No entanto, ele não poderá ser apresentado como solução para a educação das pessoas com deficiência, valendo-se como justificativa da sua própria condição; o que faz necessário enfatizar que suas características singulares fazem parte de sua constituição enquanto sujeito e que não podem ser interpretadas como uma “circunstância” a ser reconhecida enquanto um obstáculo para o seu acesso, permanência e aproveitamento na escola. Esta seria, também, uma forma preconceituosa e muito cômoda de se superar os entraves em relação a acessibilidade desses alunos no ambiente escolar, uma vez que receberão sua educação em casa, descompromissando os gestores públicos dos desafios provocados pela convivência da diversidade na escola.
Além disso, do ponto de vista pedagógico, as perdas também poderão ser contabilizadas, seguindo como exemplo, o período da pandemia da covid-19, onde imensas dificuldades se colocaram à frente do processo ensino-aprendizagem de todos os alunos, com o fechamento das escolas. Essas dificuldades se materializaram na inviabilidade de acesso à tecnologia e a conectividade, infraestrutura básica necessária para o ensino remoto, dada a exclusão econômica e social em que esta população está inserida. No caso dos alunos com deficiência não foi diferente, e consideramos até muito mais séria, pois além da realidade socioeconômica, da privação tecnológica, também ficaram carentes do atendimento educacional especializado (AEE) que lhes garantissem a acessibilidade pedagógica aos conteúdos escolares.
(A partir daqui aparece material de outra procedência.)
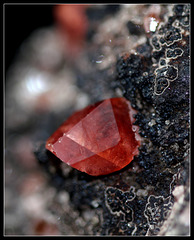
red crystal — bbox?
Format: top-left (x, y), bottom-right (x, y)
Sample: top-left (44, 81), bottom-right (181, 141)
top-left (46, 98), bottom-right (140, 176)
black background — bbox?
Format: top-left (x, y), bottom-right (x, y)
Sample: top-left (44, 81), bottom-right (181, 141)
top-left (4, 4), bottom-right (54, 71)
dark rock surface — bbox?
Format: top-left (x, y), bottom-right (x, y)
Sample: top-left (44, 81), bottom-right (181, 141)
top-left (6, 4), bottom-right (190, 236)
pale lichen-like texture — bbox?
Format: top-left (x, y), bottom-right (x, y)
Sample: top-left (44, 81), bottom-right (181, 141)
top-left (5, 4), bottom-right (190, 236)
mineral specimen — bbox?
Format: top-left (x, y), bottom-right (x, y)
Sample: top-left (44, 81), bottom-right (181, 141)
top-left (46, 98), bottom-right (140, 176)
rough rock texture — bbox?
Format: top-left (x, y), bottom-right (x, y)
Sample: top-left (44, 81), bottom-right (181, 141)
top-left (6, 4), bottom-right (190, 236)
O ensino remoto, se não for bem estruturado como mais um recurso e estratégia de aprendizagem para os alunos, retira-lhes direitos. Para os alunos com deficiência, ferem suas garantias ao ensino acessível e com qualidade, assim como lhes nega a convivência e o sentimento de pertencimento a seus grupos de referência e a participação efetiva na vida escolar e comunitária. A acessibilidade a que nos referimos é a da qualidade da mediação pedagógica oferecida pelo professor; é a do convívio, e das diferentes formas de aprendizagem que ocorrem nas experiencias coletivas em sala de aula, tão fundamentais para os alunos com deficiência; e não somente a acessibilidade tecnológica.
Portanto, esta perspectiva colocada pelo atual governo precisa ser debatida cuidadosamente, tanto no âmbito dos especialistas quanto da comunidade escolar, de forma isenta, laica e com foco em direitos já adquiridos que não poderão retroceder. Além disso, não desconsiderar, em nenhum momento, a dimensão real do perfil do alunado da escola pública brasileira, incluindo aqueles com algum tipo de deficiência, que convivem diariamente com a privação econômica e social, em relação às necessidades básicas, colocando em risco a sua integridade como cidadãos brasileiros que são.